Fristlose Kündigung bei Videoüberwachung

Das Amtsgericht München (AG München) entschied mit Urteil vom 28.05.2019, Az. 432 C 2881/19: Mieter in einer Wohngemeinschaft sind zur fristlosen Kündigung berechtigt, wenn sie von ihrem Vermieter mit einer Videokamera im Flur überwacht werden.

Sachverhalt

Der Vermieter betrieb selbst nur noch ein Büro in der Wohnung, die er ansonsten zimmerweise vollständig untervermietete. Er vermietete ein möbliertes Zimmer an den Beklagten unter. Dieser war zur Mitnutzung von Bad/Dusche/WC und Küche berechtigt. Der Mietvertrag enthielt unter anderem folgende Klausel: „Vor der Haustür ist zum Schutz der Gemeinschaft eine Kamera angebracht“. Ferner war vorgesehen, dass ein wiederholter Verstoß gegen die Hausordnung zur fristlosen Kündigung führt. Die Hausordnung bestimmte unter anderem, dass Brotkörnchen am Boden und Müll aus der Küche sofort entfernt werden müssen. Ebenso müssen Kaffeeflecken in den Wohnräumen entfernt werden. Zudem fand sich der Hinweis, dass die Flure videoüberwacht werden. Der Beklagte kündigte das Untermietverhältnis fristlos. Der Kläger akzeptierte die Kündigung nur als fristgemäß ordentliche und verlangt die restliche Miete.

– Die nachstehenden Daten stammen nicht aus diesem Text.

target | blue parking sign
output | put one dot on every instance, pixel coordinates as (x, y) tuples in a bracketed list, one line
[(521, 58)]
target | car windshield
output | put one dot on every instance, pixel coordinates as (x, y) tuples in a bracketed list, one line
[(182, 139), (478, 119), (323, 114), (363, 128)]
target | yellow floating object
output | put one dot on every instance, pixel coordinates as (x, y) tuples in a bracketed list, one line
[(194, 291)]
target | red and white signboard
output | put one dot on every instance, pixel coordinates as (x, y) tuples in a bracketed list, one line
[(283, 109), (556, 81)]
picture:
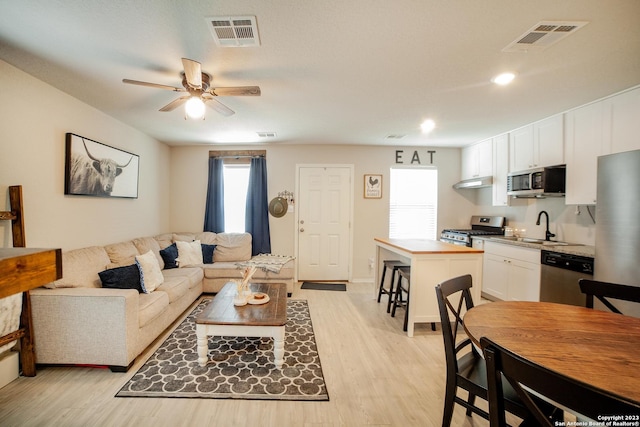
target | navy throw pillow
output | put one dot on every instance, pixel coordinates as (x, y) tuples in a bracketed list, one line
[(127, 277), (207, 253), (169, 255)]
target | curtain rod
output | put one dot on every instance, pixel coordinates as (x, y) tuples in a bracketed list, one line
[(243, 156)]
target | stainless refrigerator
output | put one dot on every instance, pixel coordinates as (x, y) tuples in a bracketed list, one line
[(617, 255)]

Argumentation des Gerichts

Der zuständige Richter am AG München hielt von dieser Argumentation wenig und gab dem Untermieter Recht, der nach vier Monaten fristlos gekündigt und daraufhin keine Miete mehr gezahlt hatte. Das war sein gutes Recht, entschied der Richter. Die fristlose Kündigung sei wirksam, da es dem Untermieter nicht zugemutet werden könne, bei dieser Form der Videoüberwachung den Ablauf der ordentlichen Kündigungsfrist abzuwarten.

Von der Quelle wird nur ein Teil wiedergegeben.